Een onhoudbare aanpak bij afpakken
Misdaad mag niet lonen, zo luidt het adagium dat Justitie drijft bij het ‘afpakken’ van crimineel verkregen vermogen. Daartoe staan het OM in een strafprocedure verschillende bevoegdheden ter beschikking, zoals de ontneming van wederrechtelijk verkregen voordeel of de verbeurdverklaring van voorwerpen waarmee strafbare feiten zijn gepleegd. Aan de horizon gloort nu een nieuwe procedure waarmee (vermeend) crimineel vermogen kan worden afgepakt zonder dat iemand is veroordeeld voor een strafbaar feit: de ‘non conviction based confiscation’ (NCBC). De voorgestelde NCBC-procedure is echter juridisch onhoudbaar.
Op 25 november 2022 heeft Minister Yesilgöz het ‘Wetsvoorstel confiscatie crimineel vermogen’ bij de Raad van State ingediend waarmee de NCBC-procedure wordt geïntroduceerd. De NCBC-procedure moet voorzien in de situatie waarin crimineel vermogen wordt aangetroffen, terwijl er geen verdachte in beeld is of de verdachte niet langer kan worden vervolgd. In die gevallen bieden de strafrechtelijke confiscatiemogelijkheden geen soelaas, aangezien daarvoor een strafrechtelijke veroordeling vereist is. Met de voorgestelde NCBC-procedure kan crimineel vermogen op vordering van het OM door de civiele rechter uit het maatschappelijk verkeer worden gehaald, ook wanneer geen sprake is van een strafrechtelijke veroordeling.
Uit de Memorie van Toelichting blijkt echter dat de voorgestelde procedure niet beperkt is tot situaties waarin strafvervolging niet (meer) mogelijk is. De NCBC-procedure kan namelijk ook voor, na of in plaats van een strafvervolging plaatsvinden. De procedure kan volgens dit voorstel zelfs worden ingesteld wanneer de strafzaak tot een vrijspraak heeft geleid. Daarnaast blijkt uit de Memorie van Toelichting dat de NCBC-procedure tot ruimere ontnemingsmogelijkheden en een snellere afhandeling moet leiden, omdat de onschuldpresumptie niet van toepassing is, aangezien de procedure geen “criminal charge” inhoudt, en betrokkenen verplicht zijn inlichtingen te geven die inzicht kunnen geven in de wijze van verkrijging van een goed.

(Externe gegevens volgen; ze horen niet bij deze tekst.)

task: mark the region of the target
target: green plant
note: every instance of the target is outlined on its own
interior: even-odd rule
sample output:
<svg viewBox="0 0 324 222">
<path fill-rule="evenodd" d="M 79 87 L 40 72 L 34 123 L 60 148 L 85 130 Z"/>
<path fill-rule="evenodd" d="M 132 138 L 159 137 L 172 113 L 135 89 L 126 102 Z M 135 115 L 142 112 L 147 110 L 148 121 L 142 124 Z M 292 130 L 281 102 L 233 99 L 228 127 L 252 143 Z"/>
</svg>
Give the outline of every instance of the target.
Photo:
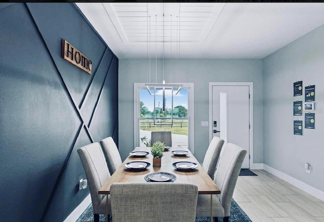
<svg viewBox="0 0 324 222">
<path fill-rule="evenodd" d="M 157 141 L 153 144 L 151 152 L 154 158 L 160 158 L 163 156 L 164 151 L 164 143 Z"/>
</svg>

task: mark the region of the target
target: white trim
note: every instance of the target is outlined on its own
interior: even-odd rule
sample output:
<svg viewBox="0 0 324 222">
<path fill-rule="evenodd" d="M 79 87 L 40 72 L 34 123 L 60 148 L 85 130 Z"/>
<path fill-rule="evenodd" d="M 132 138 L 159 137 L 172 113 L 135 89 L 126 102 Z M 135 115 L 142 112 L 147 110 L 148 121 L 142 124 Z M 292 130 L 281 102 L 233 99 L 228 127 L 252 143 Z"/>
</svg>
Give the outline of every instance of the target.
<svg viewBox="0 0 324 222">
<path fill-rule="evenodd" d="M 209 83 L 209 142 L 213 138 L 213 86 L 248 86 L 250 88 L 250 167 L 254 167 L 253 163 L 253 83 L 252 82 L 210 82 Z M 258 166 L 260 167 L 260 166 Z"/>
<path fill-rule="evenodd" d="M 294 178 L 279 170 L 276 170 L 265 164 L 263 164 L 263 169 L 277 176 L 280 179 L 288 182 L 296 188 L 299 188 L 303 191 L 305 191 L 316 198 L 324 201 L 324 192 L 308 185 L 302 181 Z"/>
<path fill-rule="evenodd" d="M 70 215 L 67 216 L 67 217 L 64 220 L 64 222 L 74 222 L 76 221 L 91 203 L 91 196 L 90 194 L 89 194 L 81 203 L 70 213 Z"/>
<path fill-rule="evenodd" d="M 145 87 L 145 84 L 143 83 L 134 83 L 134 147 L 139 145 L 139 132 L 138 131 L 138 121 L 137 121 L 138 117 L 139 117 L 139 103 L 138 102 L 139 98 L 139 91 L 138 90 L 139 88 Z M 193 99 L 194 98 L 194 88 L 193 83 L 172 83 L 169 84 L 181 84 L 184 88 L 190 88 L 190 90 L 188 92 L 189 110 L 188 119 L 189 125 L 188 126 L 188 134 L 190 135 L 189 141 L 189 149 L 194 154 L 194 106 Z"/>
</svg>

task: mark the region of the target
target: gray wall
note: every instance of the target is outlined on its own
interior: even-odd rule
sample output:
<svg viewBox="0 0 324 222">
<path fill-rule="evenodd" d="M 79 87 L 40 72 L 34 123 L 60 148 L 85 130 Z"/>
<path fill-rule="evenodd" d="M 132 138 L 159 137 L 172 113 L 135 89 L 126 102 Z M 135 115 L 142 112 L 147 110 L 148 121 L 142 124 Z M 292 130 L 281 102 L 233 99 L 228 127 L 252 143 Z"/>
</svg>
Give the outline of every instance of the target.
<svg viewBox="0 0 324 222">
<path fill-rule="evenodd" d="M 118 141 L 118 58 L 73 4 L 0 4 L 0 220 L 63 221 L 89 194 L 77 149 Z"/>
<path fill-rule="evenodd" d="M 165 80 L 168 70 L 175 73 L 175 60 L 165 61 Z M 147 59 L 119 59 L 118 70 L 119 148 L 125 159 L 134 149 L 133 83 L 147 82 Z M 155 60 L 151 63 L 151 80 L 155 81 Z M 254 89 L 254 162 L 263 163 L 262 61 L 261 59 L 181 59 L 178 66 L 180 82 L 194 84 L 195 156 L 202 162 L 209 143 L 209 128 L 201 121 L 209 118 L 209 82 L 252 82 Z M 161 82 L 162 62 L 158 61 L 157 82 Z"/>
<path fill-rule="evenodd" d="M 324 26 L 263 59 L 264 163 L 324 191 Z M 293 83 L 303 81 L 303 96 L 293 96 Z M 305 101 L 305 86 L 315 85 L 315 130 L 293 134 L 293 102 Z M 309 162 L 312 172 L 305 172 Z"/>
</svg>

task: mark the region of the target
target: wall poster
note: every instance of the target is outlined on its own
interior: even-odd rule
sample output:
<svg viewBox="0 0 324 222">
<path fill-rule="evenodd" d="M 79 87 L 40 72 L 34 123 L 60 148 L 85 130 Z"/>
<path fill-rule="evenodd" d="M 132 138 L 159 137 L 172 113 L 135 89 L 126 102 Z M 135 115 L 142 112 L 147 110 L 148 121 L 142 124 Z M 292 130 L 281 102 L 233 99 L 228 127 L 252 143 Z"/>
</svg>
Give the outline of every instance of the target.
<svg viewBox="0 0 324 222">
<path fill-rule="evenodd" d="M 315 113 L 305 114 L 305 128 L 315 129 Z"/>
<path fill-rule="evenodd" d="M 315 101 L 315 85 L 305 87 L 305 101 Z"/>
<path fill-rule="evenodd" d="M 294 83 L 294 96 L 303 95 L 303 81 Z"/>
<path fill-rule="evenodd" d="M 302 101 L 294 102 L 294 116 L 303 116 L 302 107 Z"/>
<path fill-rule="evenodd" d="M 301 120 L 294 121 L 294 134 L 303 135 L 303 121 Z"/>
</svg>

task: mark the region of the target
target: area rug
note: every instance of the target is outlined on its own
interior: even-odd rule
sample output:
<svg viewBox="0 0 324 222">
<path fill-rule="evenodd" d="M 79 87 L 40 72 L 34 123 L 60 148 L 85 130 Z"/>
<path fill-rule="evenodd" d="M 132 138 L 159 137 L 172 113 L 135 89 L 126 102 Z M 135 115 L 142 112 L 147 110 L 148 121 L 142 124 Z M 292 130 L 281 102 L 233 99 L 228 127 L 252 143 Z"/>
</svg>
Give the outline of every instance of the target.
<svg viewBox="0 0 324 222">
<path fill-rule="evenodd" d="M 106 222 L 106 215 L 104 214 L 100 214 L 99 219 L 100 222 Z M 85 212 L 81 214 L 81 216 L 80 216 L 80 217 L 76 220 L 76 222 L 92 222 L 93 221 L 92 204 L 90 204 Z M 204 217 L 196 218 L 196 222 L 210 222 L 210 217 Z M 222 221 L 223 218 L 222 217 L 218 218 L 219 222 Z M 231 216 L 229 217 L 229 221 L 231 222 L 252 221 L 243 210 L 239 207 L 236 202 L 233 199 L 232 199 L 232 204 L 231 204 Z M 112 222 L 111 217 L 109 218 L 109 222 Z"/>
<path fill-rule="evenodd" d="M 239 176 L 257 176 L 257 174 L 250 170 L 249 169 L 241 169 Z"/>
</svg>

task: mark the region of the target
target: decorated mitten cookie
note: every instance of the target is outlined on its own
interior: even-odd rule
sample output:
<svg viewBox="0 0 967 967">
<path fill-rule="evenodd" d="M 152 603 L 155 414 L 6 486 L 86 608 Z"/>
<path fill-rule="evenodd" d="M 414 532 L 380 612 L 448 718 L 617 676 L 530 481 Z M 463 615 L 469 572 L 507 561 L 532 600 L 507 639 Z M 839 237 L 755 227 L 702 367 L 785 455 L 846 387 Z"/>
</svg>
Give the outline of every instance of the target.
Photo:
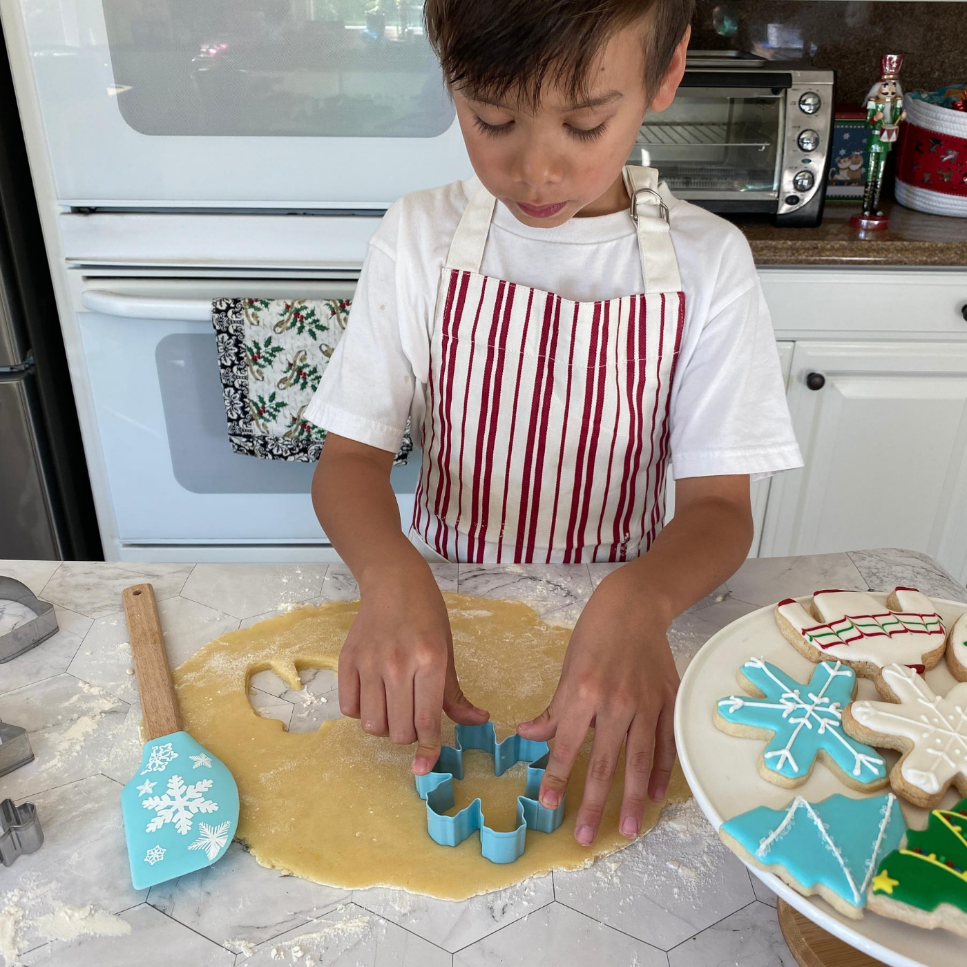
<svg viewBox="0 0 967 967">
<path fill-rule="evenodd" d="M 846 731 L 881 748 L 903 752 L 890 771 L 895 792 L 935 808 L 952 783 L 967 795 L 967 682 L 941 697 L 912 668 L 883 669 L 888 702 L 854 702 L 843 714 Z"/>
<path fill-rule="evenodd" d="M 797 796 L 783 809 L 760 806 L 722 823 L 718 835 L 746 863 L 859 920 L 880 858 L 899 845 L 905 829 L 893 793 L 836 793 L 819 803 Z"/>
<path fill-rule="evenodd" d="M 947 667 L 958 682 L 967 682 L 967 611 L 953 623 L 947 638 Z"/>
<path fill-rule="evenodd" d="M 870 882 L 867 904 L 884 917 L 967 937 L 967 799 L 934 809 L 926 829 L 908 830 Z"/>
<path fill-rule="evenodd" d="M 811 612 L 787 598 L 776 605 L 776 621 L 810 661 L 842 661 L 877 690 L 880 669 L 894 661 L 932 668 L 947 637 L 933 601 L 916 588 L 896 588 L 886 607 L 863 591 L 814 591 Z"/>
<path fill-rule="evenodd" d="M 749 659 L 739 684 L 753 695 L 718 700 L 716 724 L 730 735 L 770 739 L 759 757 L 759 775 L 787 788 L 802 785 L 821 758 L 848 786 L 887 784 L 883 757 L 846 735 L 843 708 L 856 693 L 856 673 L 839 661 L 822 661 L 808 682 L 797 682 L 762 659 Z"/>
</svg>

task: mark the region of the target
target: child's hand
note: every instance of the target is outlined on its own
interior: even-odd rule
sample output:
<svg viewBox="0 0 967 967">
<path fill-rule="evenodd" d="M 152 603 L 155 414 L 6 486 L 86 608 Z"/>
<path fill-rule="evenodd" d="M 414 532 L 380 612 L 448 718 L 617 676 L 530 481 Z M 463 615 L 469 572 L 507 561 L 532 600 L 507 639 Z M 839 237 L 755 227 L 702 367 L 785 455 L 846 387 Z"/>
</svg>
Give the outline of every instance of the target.
<svg viewBox="0 0 967 967">
<path fill-rule="evenodd" d="M 640 580 L 625 570 L 601 581 L 581 613 L 550 705 L 517 726 L 527 739 L 554 738 L 540 792 L 541 802 L 551 808 L 561 802 L 594 727 L 584 799 L 574 822 L 574 837 L 584 846 L 598 833 L 626 739 L 623 835 L 638 835 L 645 796 L 664 798 L 675 762 L 672 714 L 679 679 L 667 624 L 650 605 Z"/>
<path fill-rule="evenodd" d="M 422 565 L 422 566 L 421 566 Z M 339 653 L 339 710 L 370 735 L 417 742 L 413 772 L 428 773 L 440 755 L 440 712 L 479 725 L 488 714 L 460 690 L 443 596 L 429 568 L 374 576 Z"/>
</svg>

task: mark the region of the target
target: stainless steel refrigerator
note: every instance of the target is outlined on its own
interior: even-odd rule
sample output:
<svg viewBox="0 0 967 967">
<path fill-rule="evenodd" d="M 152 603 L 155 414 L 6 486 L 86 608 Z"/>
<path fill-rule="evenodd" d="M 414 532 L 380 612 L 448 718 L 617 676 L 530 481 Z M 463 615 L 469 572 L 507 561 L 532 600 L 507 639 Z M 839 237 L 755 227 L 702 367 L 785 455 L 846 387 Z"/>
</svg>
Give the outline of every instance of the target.
<svg viewBox="0 0 967 967">
<path fill-rule="evenodd" d="M 103 556 L 0 35 L 0 558 Z"/>
</svg>

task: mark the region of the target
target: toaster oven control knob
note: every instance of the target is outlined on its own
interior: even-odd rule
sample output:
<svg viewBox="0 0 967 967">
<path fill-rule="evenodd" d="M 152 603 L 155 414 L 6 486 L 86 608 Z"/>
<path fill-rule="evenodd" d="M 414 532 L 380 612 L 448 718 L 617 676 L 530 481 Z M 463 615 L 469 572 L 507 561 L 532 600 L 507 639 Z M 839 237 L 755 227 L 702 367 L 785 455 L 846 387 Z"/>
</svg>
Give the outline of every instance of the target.
<svg viewBox="0 0 967 967">
<path fill-rule="evenodd" d="M 797 143 L 804 151 L 815 151 L 819 147 L 819 132 L 806 128 L 800 132 Z"/>
<path fill-rule="evenodd" d="M 815 91 L 806 91 L 806 94 L 799 99 L 799 109 L 804 114 L 815 114 L 816 111 L 819 110 L 819 106 L 823 102 L 820 100 L 819 95 L 816 94 Z"/>
<path fill-rule="evenodd" d="M 797 191 L 808 191 L 815 182 L 815 176 L 811 171 L 797 171 L 792 176 L 793 188 Z"/>
</svg>

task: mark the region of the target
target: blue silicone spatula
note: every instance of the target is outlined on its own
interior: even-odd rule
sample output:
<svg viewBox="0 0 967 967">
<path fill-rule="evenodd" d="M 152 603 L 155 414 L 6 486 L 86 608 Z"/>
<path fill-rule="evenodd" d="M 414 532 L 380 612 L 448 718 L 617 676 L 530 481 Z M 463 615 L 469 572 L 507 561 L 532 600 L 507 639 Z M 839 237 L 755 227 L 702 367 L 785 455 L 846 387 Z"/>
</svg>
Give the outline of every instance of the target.
<svg viewBox="0 0 967 967">
<path fill-rule="evenodd" d="M 121 790 L 121 811 L 131 880 L 144 890 L 224 855 L 239 822 L 239 791 L 228 769 L 181 730 L 154 588 L 135 584 L 123 598 L 147 741 Z"/>
</svg>

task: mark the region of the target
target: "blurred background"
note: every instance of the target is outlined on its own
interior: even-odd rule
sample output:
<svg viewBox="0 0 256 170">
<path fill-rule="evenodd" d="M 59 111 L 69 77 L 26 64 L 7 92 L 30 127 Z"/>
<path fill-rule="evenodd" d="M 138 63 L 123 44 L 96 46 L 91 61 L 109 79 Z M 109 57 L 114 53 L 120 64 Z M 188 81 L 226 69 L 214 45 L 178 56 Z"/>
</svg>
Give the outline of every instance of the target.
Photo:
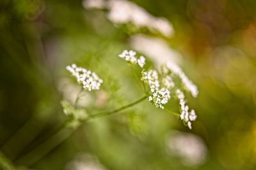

Het voorgaande maakt het voorstel juridisch onhoudbaar. Het zou betekenen dat het OM in geval van een minder sterke zaak of een tijdrovend strafrechtelijk onderzoek, zoals witwasonderzoeken met een onbekend gronddelict, zou kunnen afzien van strafrechtelijke vervolging en in plaats daarvan de confiscatie van betrokken voorwerpen bij de civiele rechter kan vorderen, waarvoor minder waarborgen gelden. De verdachte kan zo bewust in een nadeliger positie worden gebracht door zijn zaak niet in aan de strafrechter voor te leggen maar hem in een NCBC-procedure te betrekken, waar de onschuldpresumptie niet geldt en er geen zwijgrecht bestaat maar juist een inlichtingenplicht geldt.
Wil de NCBC-procedure worden ingevoerd, dan zal het voorstel moeten worden aangepast. Op zijn minst moet worden voorzien in een regeling die voorschrijft dat de NCBC-procedure enkel wordt ingezet in situaties waarin er geen verdachte kan worden aangewezen of vervolging van die verdachte niet (meer) mogelijk is. Want misdaad mag niet lonen, maar het omzeilen van strafrechtelijke waarborgen evenmin.